Species that were uniquely adapted to the prairies were able to survive and pass their genetic code to a new generation. In our recent past, human use and development of the prairie has resulted in the decline or demise of several plant and animal species. As a result, many people are concerned about human activities that lead to the extinction of prairie species.

Native prairie provides a tangible benchmark against which we can compare change in disturbed areas. Native prairie areas are vitally important to complete basic scientific and ecological research, and to further our knowledge on how to appropriately manage natural systems.

Economic and Social Value

The prairie landscape, and the many natural resources associated with it, are significant assets that are an important part of Alberta's economy.

Beginning in the 1870s, ranchers moved large herds of cattle into Alberta to take advantage of the ample forage which provided year round grazing. By the mid-1880s, European immigrants arrived and began establishing rural communities, which supported homesteading in both the prairie and parkland regions.

Prairie soils provide a rich growth medium for a range of agricultural crops. In turn, crop production supports agricultural industries such as sugar beet and potato processing, breweries, seed cleaning plants, storage facilities and similar activities.

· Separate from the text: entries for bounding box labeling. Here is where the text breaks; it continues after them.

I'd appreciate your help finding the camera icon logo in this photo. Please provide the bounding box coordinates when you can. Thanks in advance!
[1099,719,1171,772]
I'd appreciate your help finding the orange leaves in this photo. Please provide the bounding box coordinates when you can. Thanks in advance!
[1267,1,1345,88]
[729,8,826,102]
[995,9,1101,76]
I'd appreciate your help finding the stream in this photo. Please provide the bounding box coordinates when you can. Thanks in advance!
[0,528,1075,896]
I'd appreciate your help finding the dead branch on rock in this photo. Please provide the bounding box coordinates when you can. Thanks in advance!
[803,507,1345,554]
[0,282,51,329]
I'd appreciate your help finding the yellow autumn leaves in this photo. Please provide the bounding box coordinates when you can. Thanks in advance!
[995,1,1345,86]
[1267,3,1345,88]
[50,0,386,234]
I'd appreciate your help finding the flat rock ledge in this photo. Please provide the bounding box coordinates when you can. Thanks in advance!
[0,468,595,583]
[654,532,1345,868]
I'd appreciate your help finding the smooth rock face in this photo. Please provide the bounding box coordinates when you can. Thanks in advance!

In 2008, 146,500 Albertans were employed in the agri-food industry, with 61,000 Albertans employed in primary agricultural production (which is about 10% of the workforce within the goods producing sector), and 85,500 employed in the agri-food industry (2008, Labour Force Survey, Statistics Branch, Alberta Finance and Enterprise).  Gross farm receipts in Alberta for 2006 was $9.9 billion for Alberta, and about $200,000 per ‘Census Farm’ (2006 Census of Agriculture, Statistics Canada).

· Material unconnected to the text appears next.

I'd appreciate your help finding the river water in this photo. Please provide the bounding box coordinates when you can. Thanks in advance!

In 2006, the total pasture area in Alberta was 22.2 million acres (8.9 million hectares).  26.4 million acres (10.6 million hectares) was cropland (including 6.0 million acres (2.4 million ha) of forage, mainly hay), 6.1 million acres (2.4 million hectares) was tame pasture, and 16.1 million acres (6.5 million hectares) was native pasture (this includes areas outside the Grassland Natural Region of Alberta) (2006 Census of Agriculture, Statistics Canada).

Native prairie, when used as rangeland for cattle, adds millions of dollars each year to the provincial economy. Beef production provides valuable protein for human consumption, and keeps native grasslands open for other uses. In 2006, Alberta's farmers and ranchers raised about 6.4 million head of cattle and calves (including dairy) with the total number of beef cows around 2.0 million head (note: in 2009, the beef herd declined to about 1.8 million), 222,000 head of sheep and lambs, and 310,000 head of other grazing livestock (such as horses, bison, elk, llama), mostly on prairie lands or using feed grown on prairie lands (2006 Census of Agriculture, Statistics Canada).

Alberta's petroleum industry depends heavily on the oil and gas pools that underlie prairie landscapes, and on ready access to prairie lands needed for exploration and development.

As the urban population continues to increase, the appeal of farm and ranch vacations, and other forms of rural and prairie tourism is flourishing. This brings revenue to rural residents and small prairie communities.

The prairies offer many recreational opportunities for hunters, boaters, fishing enthusiasts and other outdoor adventurers. Bird-watching and other wildlife viewing is gaining popularity. Prairie lakes and reservoirs are particularly well used, for both summer and winter recreational pursuits.